For this Capstone Project, I’ll build a Shiny app that will suggest words based on text entered by the user. I’ll build a probabilistic model, based on Markov chains and trigrams, to provide word suggestions derived from a training set of data. The training set consists of word data from blogs, news sites, and tweets.
library(tm)
library(wordcloud)
setwd("/home/antonio/Downloads/Coursera-Swiftkey/en_US")
con1 = file("en_US.news.txt", "r")
con2 = file("en_US.blogs.txt", "r")
con3 = file("en_US.twitter.txt", "r")
For convenience, we use a subset of the training data during this exploratory analysis.
newsData <- readLines(con1, n = 2500, encoding = "UTF-8", warn = FALSE)
blogsData <- readLines(con2, n = 2500, encoding = "UTF-8", warn = FALSE)
tweetsData <- readLines(con3, n = 2500, encoding = "UTF-8", warn = FALSE)
close(con1)
close(con2)
close(con3)
As the 3 datasets (blogs, news, and tweets) will be used to train the text prediction model, we merge them before exploration.
# merging data
newsData <- paste(newsData, collapse= " ")
blogsData <- paste (blogsData, collapse= " ")
tweetsData <- paste (tweetsData, collapse = " ")
textData <- paste(tweetsData, blogsData, newsData)
# a glimpse of the content before cleaning
str(textData)
## chr "How are you? Btw thanks for the RT. You gonna be in DC anytime soon? Love to see you. Been way, way too long. When you meet som"| __truncated__
Punctuation, whitespace, and numbers will be omitted from the text prediction model. I use the tm package to clean the data.
# setting up source and corpus
review_source_text <- VectorSource(textData)
textCorpus <- Corpus(review_source_text)
#turn to lowercase
textCorpus <- tm_map(textCorpus, content_transformer(tolower))
#remove all punctuation
textCorpus <- tm_map(textCorpus, removePunctuation)
#take out whitespace
textCorpus <- tm_map(textCorpus, stripWhitespace)
#one version of the corpus will be explored with stopwords, as stopwords are often useful while completing typed text
textCorpusNoStopwords <- tm_map(textCorpus, removeWords, stopwords("english"))
#Document term matrix
dtm <- DocumentTermMatrix(textCorpus)
dtm2 <- as.matrix(dtm)
#find the most frequent words (considering stopwords)
frequency <- sort(colSums(dtm2), decreasing=TRUE)
frequency[1:10]
## the and that for with you was this have but
## 10767 5675 2373 2324 1650 1619 1413 1130 1121 1110
#Document term matrix
dtmNoStopwords <- DocumentTermMatrix(textCorpusNoStopwords)
dtm2NoStopwords <- as.matrix(dtmNoStopwords)
#find the most frequent words (considering stopwords)

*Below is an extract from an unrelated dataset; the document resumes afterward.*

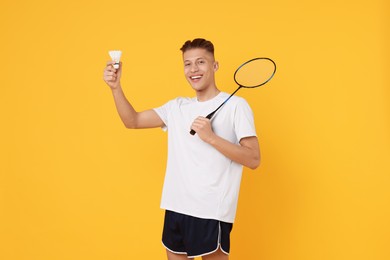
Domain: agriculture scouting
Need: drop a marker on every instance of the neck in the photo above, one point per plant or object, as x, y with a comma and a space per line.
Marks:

frequencyNoStopwords <- sort(colSums(dtm2NoStopwords), decreasing=TRUE)
frequencyNoStopwords[1:10]
## said will one like just can time new get now
## 756 638 631 579 578 491 444 415 409 365
words <- names(frequency)
wordsNoStopwords <- names(frequencyNoStopwords)

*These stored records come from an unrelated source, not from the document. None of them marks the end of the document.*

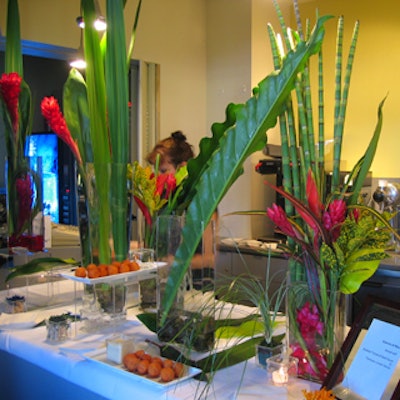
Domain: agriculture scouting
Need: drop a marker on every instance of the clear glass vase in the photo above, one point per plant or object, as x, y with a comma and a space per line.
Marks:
191, 319
315, 328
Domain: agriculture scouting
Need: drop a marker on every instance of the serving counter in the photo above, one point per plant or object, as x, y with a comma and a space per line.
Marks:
32, 368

Trigrams are groups of three adjacent words, and are derived from the training set. The more frequent a trigram is, the higher is its probability to appear as suggested text to complete a phrase.
library("RWeka")
TrigramTokenizer <- function(x) NGramTokenizer(x,
Weka_control(min = 3, max = 3))
trigramDtm <- DocumentTermMatrix(Corpus(VectorSource(textData)),
control = list(tokenize = TrigramTokenizer))
trigramDtm2 <- as.matrix(trigramDtm)
#find the most frequent trigrams
trigramFrequency <- sort(colSums(trigramDtm2), decreasing=TRUE)
trigramFrequency[1:12]
## a lot of one of the i don t i can t it s not i didn t
## 83 80 79 45 43 42
## it s a going to be i m not the u s don t know i want to
## 42 40 38 37 36 35
trigrams <- names(trigramFrequency)
Word clouds provide a visually amenable way to explore the training dataset. The most common words appear larger.

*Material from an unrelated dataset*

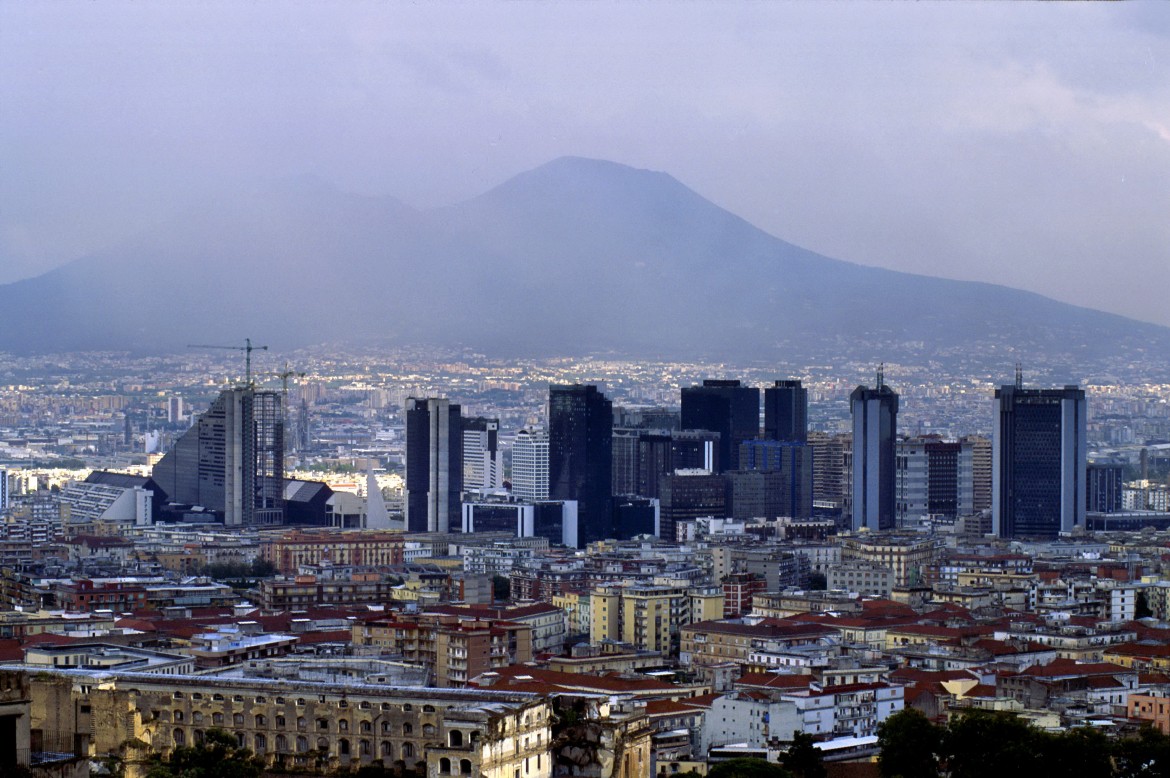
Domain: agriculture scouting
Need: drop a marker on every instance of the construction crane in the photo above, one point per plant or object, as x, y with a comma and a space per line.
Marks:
247, 349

Trigrams will be the base of our Markov prediction model.
Although they are usually filtered while doing text analysis, the stopwords included in the training set for the model will be useful due to their highly frequent use. Minimal response time while doing common typing is a desirable feature for a text predictor.
The exploration without stopwords is only a curiosity, as they will remain useful for the Shiny app.
Implement a Markov chain for text prediction using bi-grams or trigrams. A profanity filter will also be implemented to exclude curse words from the training set.